Machine Learning ist differenzierend in der Edge. Wie Crisp Research schon im Machine-Learning Marktüberblick und vielen Analyst Views beschrieben hat, ist der Machine-Learning-Markt in massiver Bewegung. Für die IoT Edge konnten sich starke Innovatoren wie die Foghorn Systems mit Machine-Learning-Technologie auf (mittleren) Edge-Devices positionieren. Edge-Devices werden mittelfristig von vielen Machine-Learning-Frameworks unterstützt werden. Allen voran sind Apache MXNet (Open Source/von AWS genutzt) und TensorFlow Lite (Open Source/von Google supported) bereits auf Edge-Devices verfügbar.
Neben diesen ganzen Funktionalitäten, die auf der Edge selbst laufen, gibt es ein Reihe von Management-Funktionalitäten, die zwar in der Cloud oder On-Premises laufen, aber überhaupt den Betrieb von vielen Edge-Devices möglich machen.
Dies sind wichtigsten Edge-Management-Funktionalitäten, die ebenfalls als Kriterien zu Edge Technologien im aktuellen Vendor Universe IoT bewertet wurden:
Device Management beinhaltet Asset-Management, Firmware-Deployment und Rollout-Management sowie Alarm Lösungen, um Funktionsstörungen auf einem Edge Device zu beheben.
Connectivity Management ist besonders für Edge-Devices hilfreich, die mit drahtlosen Verbindungen arbeiten. Der Provisionieren von Mobilfunk-Sim-Karten bis hin zum Management von NB-IoT- oder LoRaWan-Konnektivität fällt in diese Kategorie. Besonders bei wertvollen Assets, beispielsweise in Fahrzeugen oder in der Logistik ist es extrem wichtig, keine Edge Devices “zu verlieren”.
Ad-Hoc Analytics bildet nicht nur das serverseitige Gegenstück zur End-User-Analytic direkt aus Edge-Devices, es ist auch der Einstieg in Business-Anwendungen, die oft ohne Programmierkenntnisse zusammengeklickt werden können.
Security Backend ist die zentrale Seite und geht Hand in Hand mit den Edge-Devices. Device-Identitäten und damit verbundene Security-Zertifikate müssen an zentraler Steller gemanagt werden um Sicherheitslücken zu vermeiden.

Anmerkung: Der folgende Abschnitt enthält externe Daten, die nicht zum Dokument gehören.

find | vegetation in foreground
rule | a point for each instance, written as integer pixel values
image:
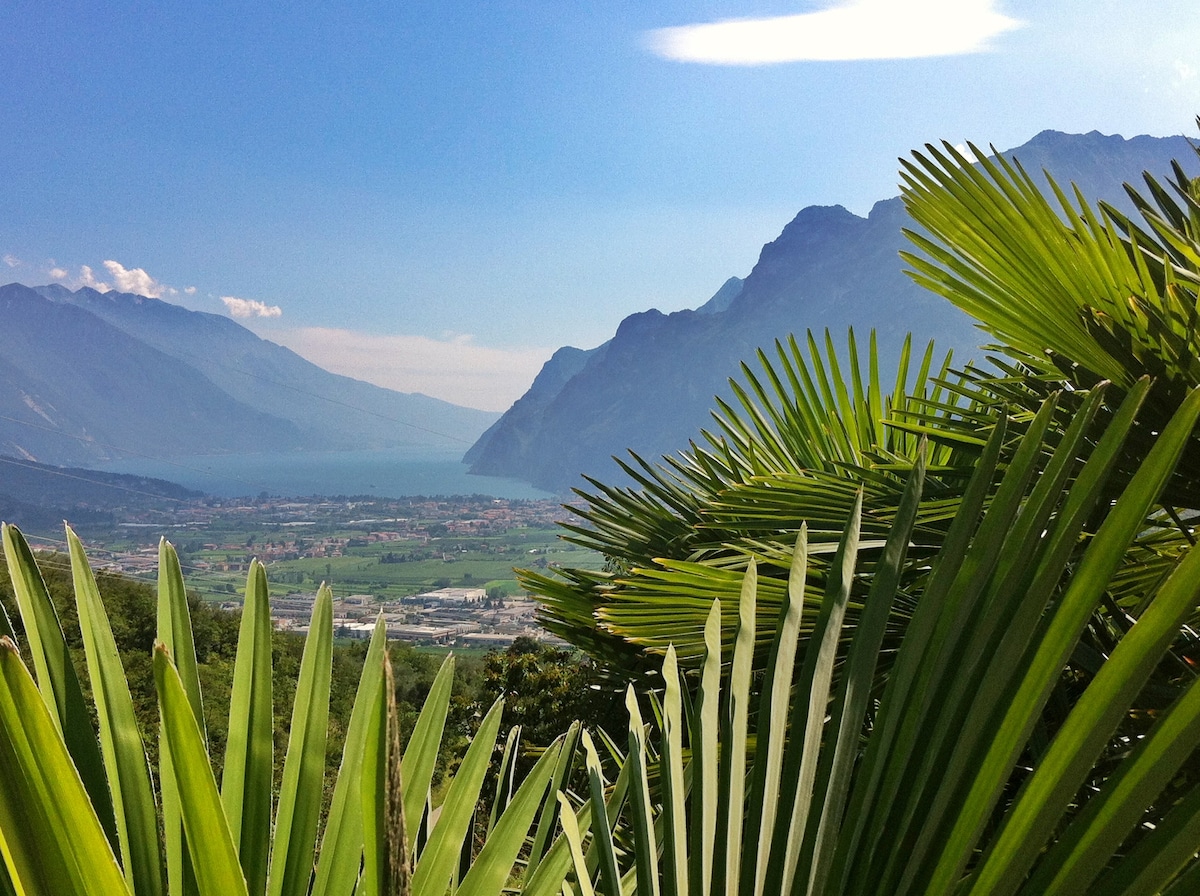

Welche Angebote es im Bereich Edge gibt, zeigt das kürzlich veröffentlichte Vendor Universe IoT mit insgesamt 40 Angeboten. In der Gruppe der starken Innovatoren finden sich vor allem Anbieter, die sich auf bestimmte innovative Funktionalitäten auf der Edge konzentrieren. Die reifen Accelerators hingegen glänzen meist durch ein recht umfangreiches Portfolio aus den eher traditionellen Funktionalitäten auf der Edge und den Edge Management Funktionalitäten, die sie als Cloud Service anbieten.

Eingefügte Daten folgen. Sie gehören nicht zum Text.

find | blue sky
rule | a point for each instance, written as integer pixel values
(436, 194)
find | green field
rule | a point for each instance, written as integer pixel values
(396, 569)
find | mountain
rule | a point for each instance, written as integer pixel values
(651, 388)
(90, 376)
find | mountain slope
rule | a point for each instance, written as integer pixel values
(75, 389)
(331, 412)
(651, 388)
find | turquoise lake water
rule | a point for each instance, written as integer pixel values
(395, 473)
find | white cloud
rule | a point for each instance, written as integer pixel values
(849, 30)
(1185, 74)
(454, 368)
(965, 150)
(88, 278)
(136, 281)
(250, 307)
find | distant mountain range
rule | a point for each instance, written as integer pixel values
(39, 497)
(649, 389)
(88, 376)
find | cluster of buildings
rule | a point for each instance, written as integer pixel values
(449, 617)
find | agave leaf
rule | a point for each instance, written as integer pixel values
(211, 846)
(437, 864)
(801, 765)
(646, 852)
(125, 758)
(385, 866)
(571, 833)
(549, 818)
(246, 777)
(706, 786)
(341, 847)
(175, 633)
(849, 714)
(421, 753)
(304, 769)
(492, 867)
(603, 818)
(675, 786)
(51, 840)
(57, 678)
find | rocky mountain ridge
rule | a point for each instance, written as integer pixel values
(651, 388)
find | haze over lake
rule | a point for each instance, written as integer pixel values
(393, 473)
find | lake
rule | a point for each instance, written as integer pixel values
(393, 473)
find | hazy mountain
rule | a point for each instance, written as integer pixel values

Ein großes Plus bei der Bewertung der Edge-Technologien war es, wenn ein Hersteller eigene Devices anbietet, so dass ein Anwender sicher sein konnte, dass die Funktionalität auf der Edge auch wirklich zuverlässig läuft. Alternativ konnten sich Edge-Technologie-Anbieter durch eine Liste von zertifizierten Devices bzw. Partnerschaften mit Hardware-Herstellern qualifizieren.